Man kann nicht aus jeder Not eine Tugend machen. Die Tatsache, dass die Abmeldungen vom konfessionellen Religionsunterricht ein Ausmaß erreicht hat, das die Einführung eines alternativen Ethikunterrichts als Ersatz für den nicht besuchten Religionsunterricht nahelegt, mag zwar unter pragmatischen Gesichtspunkten relevant sein, die Perspektiven eines sinnvollen Ethikunterrichts werden durch diesen Gesichtspunkt allerdings eher verzerrt und beschnitten. Grundsätzlich muss gelten: Ethikunterricht kann kein Ersatz für den Religionsunterricht sein, weil Ethik kein Ersatz für Religion ist. Ethik ist nicht das, was von den Religionen übrigbleibt, wenn man Gott durchstreicht, wie umgekehrt auch Religion ihrem Wesen nach keine Ethik für Menschen ist, die den Prozess der Aufklärung noch vor sich haben.

Kein Religionsersatz für Atheisten

Weder erspart es die Religion einer modernen Gesellschaft, sich mit den Fragen einer säkularen Moral auseinanderzusetzen, noch ist diese Moral eine Art Religionsersatz für Agnostiker und Atheisten. Die Notwendigkeit des Ethikunterrichts muss deshalb anders begründet werden als mit dem Hinweis, dass junge Menschen, die keinen Religionsunterricht besuchen, wenigstens irgendeine Werterziehung bekommen sollten. Gelingen kann Ethikunterricht nur, wenn man anerkennt, dass die Ethik seit der Antike Ausdruck des Willens der Menschen ist, die Fragen des Zusammenlebens weder einem Gott noch einer Kirche zu überlassen, sondern ihrer eigenen Souveränität und Vernünftigkeit zu überantworten.

Die Dringlichkeit des Ethikunterrichts stellt sich deshalb aus zwei Gründen: Einmal gibt es in einer prinzipiell säkular ausgerichteten, sich als pluralistisch verstehenden Gesellschaft kein tradiertes und wie selbstverständlich vermitteltes Wertesystem, das fraglos vorausgesetzt und weitergegeben werden könnte.

Durch Diskussion und Argumente

Eine säkulare Gesellschaft muss sich deshalb auch über ihre grundlegenden Werte und ihre normativen Vorgaben stets aufs Neue verständigen.
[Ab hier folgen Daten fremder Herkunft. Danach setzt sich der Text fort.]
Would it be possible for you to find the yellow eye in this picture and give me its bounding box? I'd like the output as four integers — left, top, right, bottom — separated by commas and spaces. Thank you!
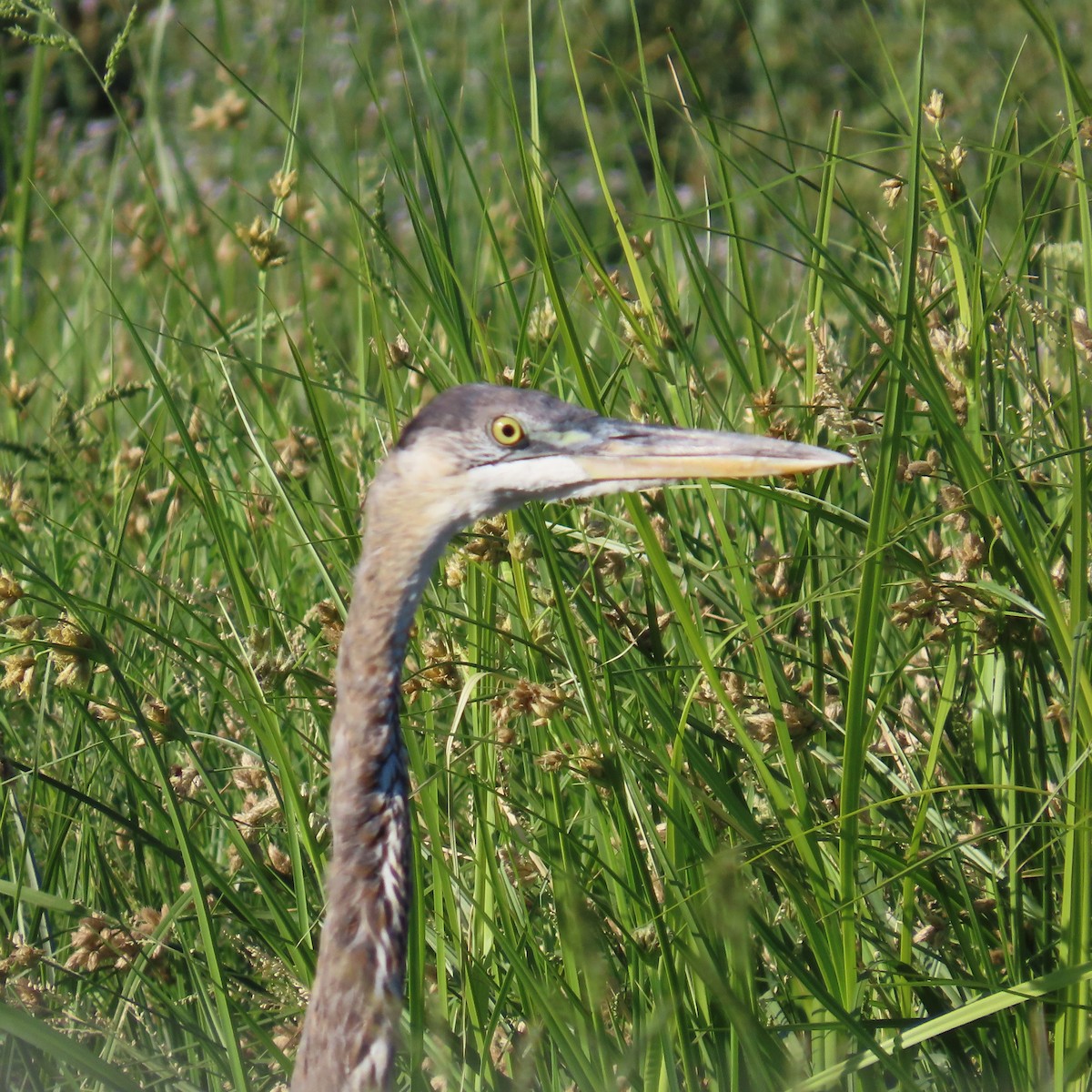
490, 414, 526, 448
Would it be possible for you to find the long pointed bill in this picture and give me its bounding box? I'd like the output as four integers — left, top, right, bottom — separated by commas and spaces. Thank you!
569, 420, 853, 481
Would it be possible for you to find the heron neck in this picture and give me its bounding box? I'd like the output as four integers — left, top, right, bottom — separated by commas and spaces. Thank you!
293, 471, 447, 1092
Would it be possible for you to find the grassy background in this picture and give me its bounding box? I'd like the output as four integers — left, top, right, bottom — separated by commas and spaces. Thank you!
0, 0, 1092, 1092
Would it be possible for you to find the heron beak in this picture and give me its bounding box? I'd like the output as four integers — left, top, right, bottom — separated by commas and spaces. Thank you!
569, 420, 853, 481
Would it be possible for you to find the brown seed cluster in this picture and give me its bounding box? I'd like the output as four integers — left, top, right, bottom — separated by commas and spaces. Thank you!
65, 905, 169, 974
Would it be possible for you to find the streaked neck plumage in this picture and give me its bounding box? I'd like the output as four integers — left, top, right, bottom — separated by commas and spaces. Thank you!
291, 458, 451, 1092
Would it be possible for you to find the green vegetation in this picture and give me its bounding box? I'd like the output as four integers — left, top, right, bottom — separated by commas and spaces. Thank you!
0, 0, 1092, 1092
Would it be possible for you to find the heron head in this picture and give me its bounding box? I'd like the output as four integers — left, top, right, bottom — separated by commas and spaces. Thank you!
375, 383, 852, 534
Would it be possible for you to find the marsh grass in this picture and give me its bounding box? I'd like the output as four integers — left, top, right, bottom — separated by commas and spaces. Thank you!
0, 4, 1092, 1092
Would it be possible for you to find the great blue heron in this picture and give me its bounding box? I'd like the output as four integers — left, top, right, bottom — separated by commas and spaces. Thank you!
291, 384, 850, 1092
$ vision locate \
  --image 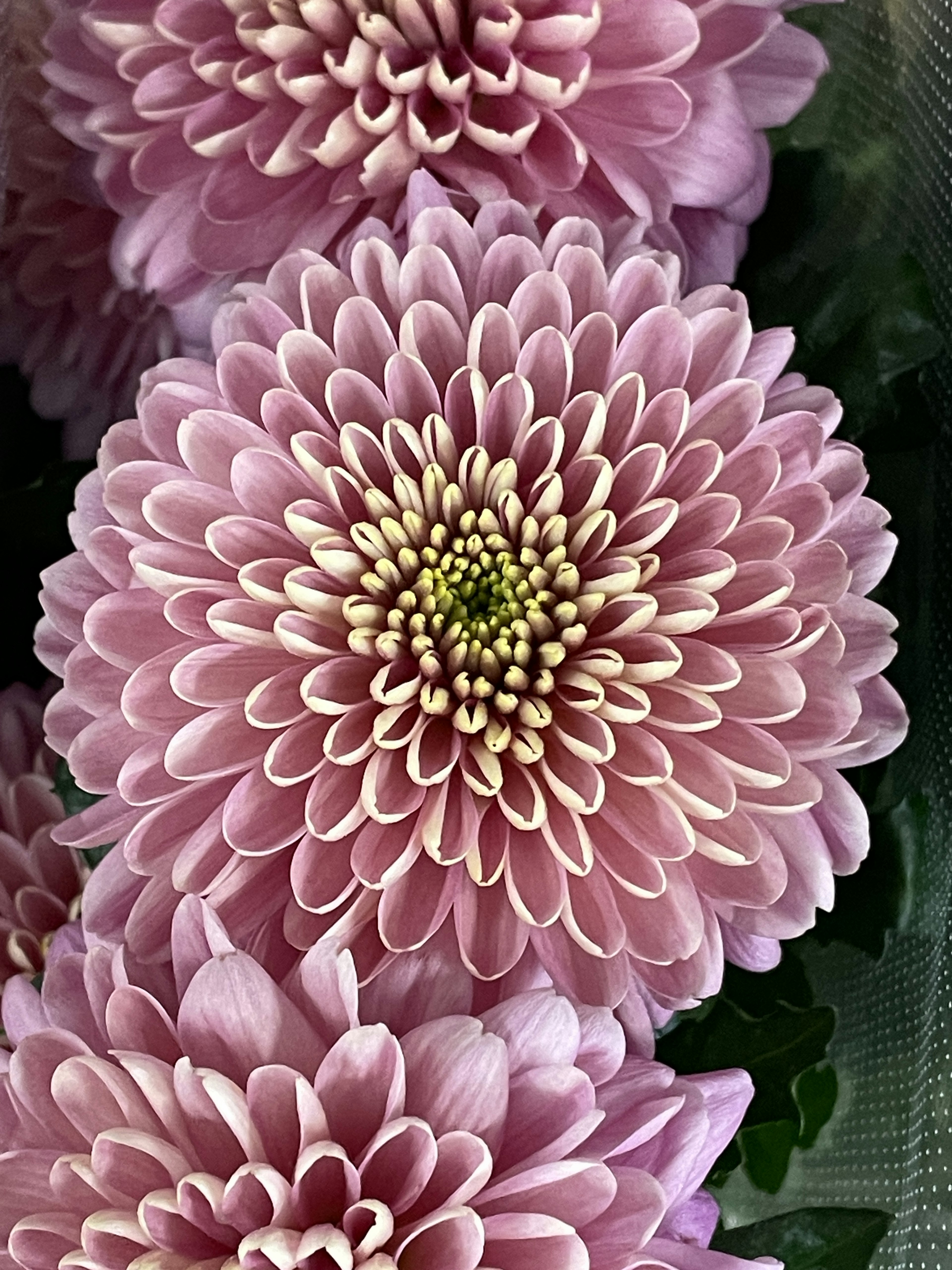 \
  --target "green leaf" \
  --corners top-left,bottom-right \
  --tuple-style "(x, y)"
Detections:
(656, 998), (835, 1124)
(811, 790), (929, 957)
(656, 946), (836, 1193)
(793, 1063), (839, 1151)
(738, 1120), (800, 1195)
(711, 1208), (892, 1270)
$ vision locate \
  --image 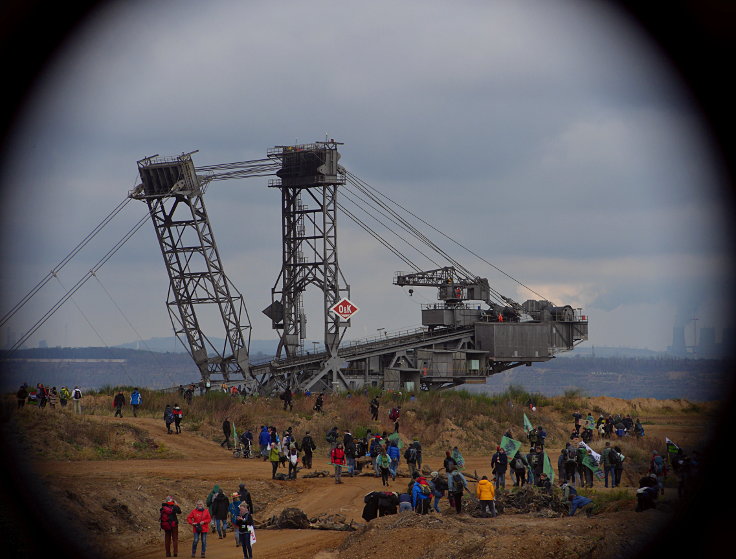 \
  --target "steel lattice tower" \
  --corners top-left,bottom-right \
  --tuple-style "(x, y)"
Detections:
(131, 154), (251, 390)
(265, 140), (350, 388)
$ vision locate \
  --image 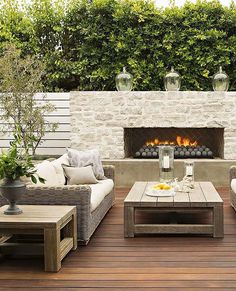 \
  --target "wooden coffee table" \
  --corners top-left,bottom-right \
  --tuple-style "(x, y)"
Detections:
(0, 205), (77, 272)
(124, 182), (224, 237)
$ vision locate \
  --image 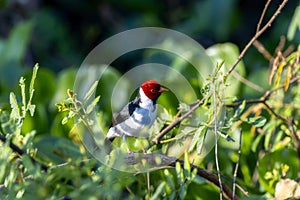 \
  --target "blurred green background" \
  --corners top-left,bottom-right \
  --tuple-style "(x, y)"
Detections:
(0, 0), (299, 73)
(0, 0), (300, 199)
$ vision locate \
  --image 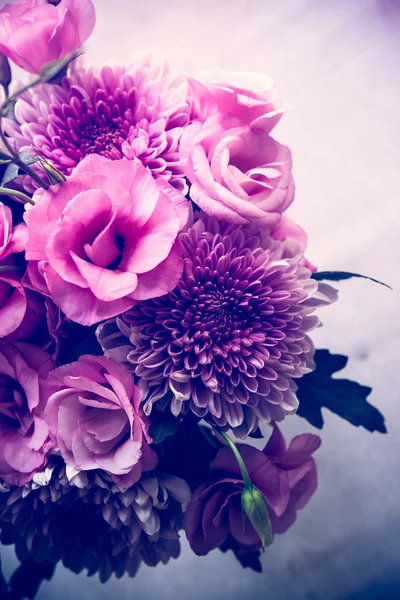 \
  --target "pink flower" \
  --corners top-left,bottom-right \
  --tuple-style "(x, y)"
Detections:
(271, 215), (317, 272)
(0, 203), (44, 341)
(0, 341), (54, 485)
(4, 53), (189, 194)
(185, 425), (321, 555)
(26, 154), (188, 325)
(0, 0), (96, 73)
(180, 81), (294, 228)
(188, 68), (284, 130)
(45, 356), (157, 489)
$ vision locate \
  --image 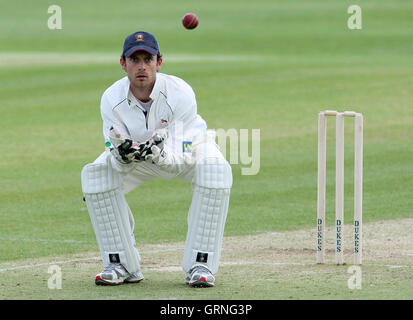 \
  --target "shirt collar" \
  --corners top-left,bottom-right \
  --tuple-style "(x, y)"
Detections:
(149, 72), (161, 100)
(124, 72), (162, 105)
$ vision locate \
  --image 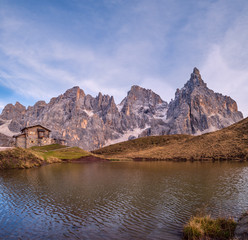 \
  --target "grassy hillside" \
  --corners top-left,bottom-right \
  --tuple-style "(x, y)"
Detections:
(0, 144), (94, 169)
(0, 148), (61, 169)
(93, 118), (248, 160)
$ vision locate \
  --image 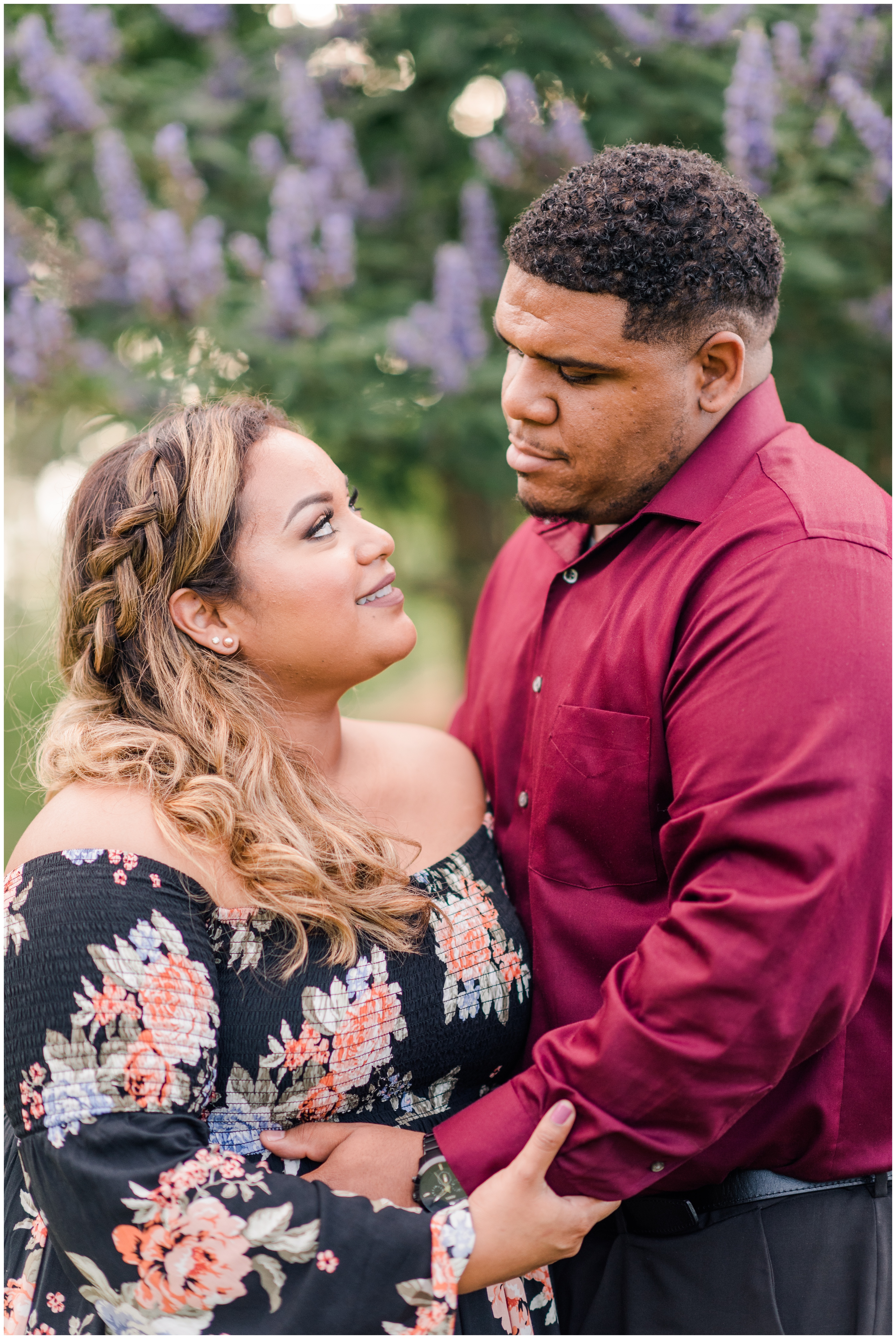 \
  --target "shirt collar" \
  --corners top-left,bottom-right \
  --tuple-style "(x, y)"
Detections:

Niemand hat dies klarer formuliert als der portugiesisch-niederländisch-jüdische Philosoph Baruch Spinoza. In einem freien Staat legen die Bürger durch Diskussion und Argumente, manchmal sogar durch Mehrheitsentscheidungen auch die ethischen Grundsätze ihres Zusammenlebens fest. Dass Spinoza aus der jüdischen Gemeinde Amsterdams ausgeschlossen wurde, dass seine Werke auf dem vatikanischen Index der verbotenen Bücher landeten und auch in den protestantischen Niederlanden nicht gedruckt werden durften, sagt einiges über die ursprüngliche Bereitschaft der Religionen, sich mit diesem Konzept auseinanderzusetzen. Gerade weil keine Religion mehr eine allgemeinverbindliche Autorität beanspruchen kann, sind mündige Menschen gefordert, die um die Möglichkeiten und Grenzen eines ethischen Diskurses Bescheid wissen. Ethikunterricht ist so eine demokratie-, ja staatspolitische Notwendigkeit.

Das führt zum zweiten Argument. Eine moderne, in hohem Maße von Migration und kultureller Vielfalt geprägte Gesellschaft benötigt Grundlagen, Formen und Verfahren des Zusammenlebens, die für alle Mitglieder der Gesellschaft egal welcher Herkunft gelten können - egal ob sie Gläubige oder Nichtgläubige sind, egal ob sie sich zu einer oder gar keiner Religionsgemeinschaft bekennen. Die Formulierung und die Diskussion solcher Grundlagen kann nur eine säkulare Ethik liefern, die unterschiedlichen religiösen und nichtreligiösen Moralvorstellungen einen gemeinsamen Rahmen geben muss. Dieser Rahmen kann durchaus auch in Konflikt mit bestimmten religiös fundierten Werthalten und moralischen Praktiken geraten; man darf auch daran erinnern, dass die normativen Grundlagen unserer modernen Gesellschaft, die Menschenrechte, oft gegen den Widerstand der Religionen formuliert und durchgesetzt werden mussten. Die europäische Aufklärung begann als Kritik der Religion. Das schmälert nicht die Leistungen der Religionen, zeigt aber, dass es zwischen den Ansprüchen einer säkularen Moral und religiös motivierten Lebensformen Spannungen gibt, die selbst Gegenstand ethisch-philosophischer Reflexion sein müssen. Ethikunterricht ist deshalb eine gesellschafts- und kulturpolitische Notwendigkeit.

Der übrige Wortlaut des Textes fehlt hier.